La Cour administrative d’appel de Paris a rendu, le 2 avril 2025, un arrêt important relatif à la représentativité syndicale dans l’enseignement privé. Plusieurs organisations professionnelles sollicitaient l’annulation de deux arrêtés fixant la liste des syndicats représentatifs dans les branches de l’enseignement non lucratif et agricole. Les requérants soutenaient que le décompte des voix excluait indûment les agents publics de l’État, contrairement aux dispositions législatives dérogatoires alors applicables. Une question prioritaire de constitutionnalité fut transmise au Conseil d’État, lequel saisit le Conseil constitutionnel pour examiner la conformité de la loi sous-jacente. La juridiction suprême ayant validé le texte en septembre 2024, le juge administratif devait apprécier la légalité des modalités de calcul retenues par l’administration. La question de droit portait sur l’obligation d’intégrer tous les suffrages des agents publics, même en présence d’urnes séparées lors du scrutin professionnel. La Cour administrative d’appel censure la pratique administrative de tri des votes, rétablissant ainsi l’intégrité du périmètre électoral défini par le législateur. L’application rigoureuse du périmètre de l’audience syndicale précède la reconnaissance d’un droit de participation exhaustif des travailleurs.

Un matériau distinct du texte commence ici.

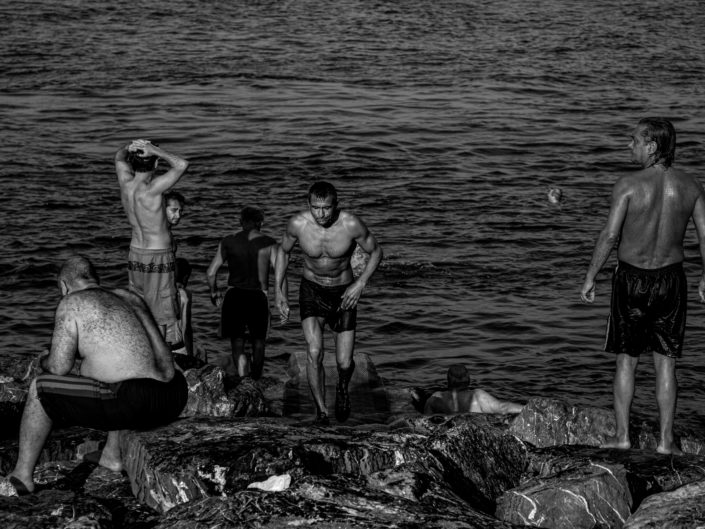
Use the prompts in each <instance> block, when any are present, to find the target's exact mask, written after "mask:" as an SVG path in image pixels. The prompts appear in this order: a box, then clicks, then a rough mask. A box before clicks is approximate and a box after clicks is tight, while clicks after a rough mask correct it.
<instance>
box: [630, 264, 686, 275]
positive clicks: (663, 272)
mask: <svg viewBox="0 0 705 529" xmlns="http://www.w3.org/2000/svg"><path fill="white" fill-rule="evenodd" d="M617 269H622V270H628V271H629V272H636V273H637V274H643V275H658V274H663V273H664V272H676V271H678V270H683V262H682V261H681V262H679V263H673V264H670V265H666V266H662V267H661V268H639V267H638V266H634V265H632V264H629V263H627V262H625V261H618V262H617Z"/></svg>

**A. La consécration législative d’une base électorale élargie**
La loi du 21 décembre 2022 instaure un régime dérogatoire permettant à l’autorité ministérielle de fixer la représentativité sur le fondement de l’ensemble des suffrages. Cette disposition vise spécifiquement les établissements privés sous contrat où coexistent des salariés de droit privé et des agents publics de l’État. Le Conseil constitutionnel a validé ce dispositif par une décision du 19 septembre 2024, écartant ainsi tout grief d’atteinte disproportionnée à la liberté syndicale. Le législateur a entendu pérenniser une mesure d’audience globale jusqu’au terme de la deuxième période suivant la publication de la loi précitée. Cette règle impose une prise en compte exhaustive des votes pour déterminer le poids réel de chaque organisation au niveau de la branche professionnelle.
**B. L’illégalité du fractionnement matériel des suffrages**
L’administration a écarté les procès-verbaux ne rassemblant que des agents publics lorsque des urnes séparées permettaient de les identifier au sein des établissements. La juridiction administrative relève que cette pratique méconnaît la lettre de la loi imposant une comptabilisation totale des voix exprimées durant le cycle. Le texte prévoit en effet que le ministre arrête la liste « sur le fondement de l’ensemble des suffrages exprimés au premier tour des élections ». L’installation d’urnes distinctes ne saurait autoriser l’autorité administrative à soustraire arbitrairement une partie des bulletins du calcul final de l’audience. Cette erreur de droit entache nécessairement les arrêtés litigieux dès lors que les résultats de la représentativité s’en trouvent artificiellement et illégalement modifiés.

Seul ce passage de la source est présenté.